Rafaël Rozendaal has shown at Centre Pompidou, Venice Biennial, Casa Franca Brasil Rio, TSCA Gallery Tokyo, Seoul Art Square, NIMk Amsterdam, and Stedelijk Museum. His work was included in the Phillips / tumblr Paddles On! auction (considered the first of its kind for digital art). He also enjoys mass-appeal popularity that’s rare for digital artists. He says his websites get 60 million unique visits per year. And he was selected for the Times Square–based public art series “Midnight Moment,” in which a bright, abstract animation of a couple kissing lit up digital billboards for 3 minutes each night.
His pieces tend to be simple, participatory, and outside the traditional confines of the ‘art world.’ His Abstract Browsing Chrome extension, for example, makes any website into stacked blocks of bright colors. It assigns each page element one of 12 day-glow tones and makes sites like The New York Times or Facebook into an acid-trip interpretation of a wireframe sketch. (He also uses this tool to create tapestries of select sites.)
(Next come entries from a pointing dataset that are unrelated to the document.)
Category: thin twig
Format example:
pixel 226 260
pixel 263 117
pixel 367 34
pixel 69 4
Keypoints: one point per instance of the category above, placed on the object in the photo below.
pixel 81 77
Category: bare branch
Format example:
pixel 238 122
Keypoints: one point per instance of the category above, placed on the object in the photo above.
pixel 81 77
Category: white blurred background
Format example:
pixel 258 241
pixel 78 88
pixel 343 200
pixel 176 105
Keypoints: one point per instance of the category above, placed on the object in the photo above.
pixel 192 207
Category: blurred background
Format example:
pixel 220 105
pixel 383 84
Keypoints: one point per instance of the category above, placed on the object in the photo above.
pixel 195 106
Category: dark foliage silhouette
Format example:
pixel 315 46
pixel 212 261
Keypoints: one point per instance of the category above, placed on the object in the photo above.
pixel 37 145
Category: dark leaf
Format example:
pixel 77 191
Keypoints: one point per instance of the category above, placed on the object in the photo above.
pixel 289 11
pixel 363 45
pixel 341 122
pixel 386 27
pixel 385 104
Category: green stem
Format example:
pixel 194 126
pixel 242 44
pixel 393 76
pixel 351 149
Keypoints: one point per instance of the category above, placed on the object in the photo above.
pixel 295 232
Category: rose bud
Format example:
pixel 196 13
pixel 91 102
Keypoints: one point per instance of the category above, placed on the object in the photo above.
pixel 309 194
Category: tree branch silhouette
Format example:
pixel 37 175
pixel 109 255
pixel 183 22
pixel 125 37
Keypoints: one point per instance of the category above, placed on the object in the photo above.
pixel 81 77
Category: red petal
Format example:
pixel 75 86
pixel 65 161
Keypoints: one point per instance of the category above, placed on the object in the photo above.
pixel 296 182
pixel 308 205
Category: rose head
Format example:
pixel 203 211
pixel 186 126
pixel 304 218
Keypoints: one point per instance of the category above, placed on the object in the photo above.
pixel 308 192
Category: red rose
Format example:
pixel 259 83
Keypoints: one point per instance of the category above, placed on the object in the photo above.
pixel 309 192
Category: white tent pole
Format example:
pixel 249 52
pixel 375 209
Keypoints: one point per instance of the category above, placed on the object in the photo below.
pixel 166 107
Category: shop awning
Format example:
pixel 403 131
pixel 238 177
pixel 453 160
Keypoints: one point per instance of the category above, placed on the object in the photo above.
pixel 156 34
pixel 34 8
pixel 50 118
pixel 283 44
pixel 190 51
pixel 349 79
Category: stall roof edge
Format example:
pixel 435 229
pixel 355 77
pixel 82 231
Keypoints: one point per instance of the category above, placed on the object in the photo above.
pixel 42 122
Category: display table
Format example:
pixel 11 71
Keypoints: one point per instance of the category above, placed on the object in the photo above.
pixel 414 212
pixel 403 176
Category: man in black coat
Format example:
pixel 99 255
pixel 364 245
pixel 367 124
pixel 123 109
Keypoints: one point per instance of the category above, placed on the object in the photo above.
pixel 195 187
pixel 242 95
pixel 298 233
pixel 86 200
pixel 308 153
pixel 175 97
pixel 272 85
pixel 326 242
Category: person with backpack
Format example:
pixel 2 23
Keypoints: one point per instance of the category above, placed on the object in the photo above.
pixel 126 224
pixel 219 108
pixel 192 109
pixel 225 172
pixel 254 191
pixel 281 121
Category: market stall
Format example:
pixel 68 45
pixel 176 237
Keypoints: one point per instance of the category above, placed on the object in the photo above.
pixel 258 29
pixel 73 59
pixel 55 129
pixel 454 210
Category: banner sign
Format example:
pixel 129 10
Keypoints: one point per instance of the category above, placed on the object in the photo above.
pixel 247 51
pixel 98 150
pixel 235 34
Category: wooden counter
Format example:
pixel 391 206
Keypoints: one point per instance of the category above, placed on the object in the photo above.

In his pursuit of accessible art, he’s very conscious of the museum’s confines and the internet’s potential. “If you think only what is shown in museums is art, then democratization will never happen,” he says. “So it’s kind of a ‘catch 22’: it depends on what you consider is art, where the boundaries are. Because if you think that whatever is shown in institutions is art and is going to be part of art history, then that’s based on gatekeepers, because if they’re open then they’re not considered an institution. I think that is the big key difference: that the internet is completely open, that’s the only real difference.”
One of the key ways he’s tested how the internet can open access to art is by publishing his pieces as websites. His archive of URL canvases dates back to 2001 and includes more than 100 websites. please like .com offers just a lone Facebook “like” module; paper toilet .com features a roll of toilet paper; jello time .com is a bouncing blob of jello. They’re almost always interactive, asking to be liked, unrolled, or jiggled. Even his more abstract pieces, like into time .org and almost calm .com, respond to digital touch. They’re meant to be played with, loved, and shared.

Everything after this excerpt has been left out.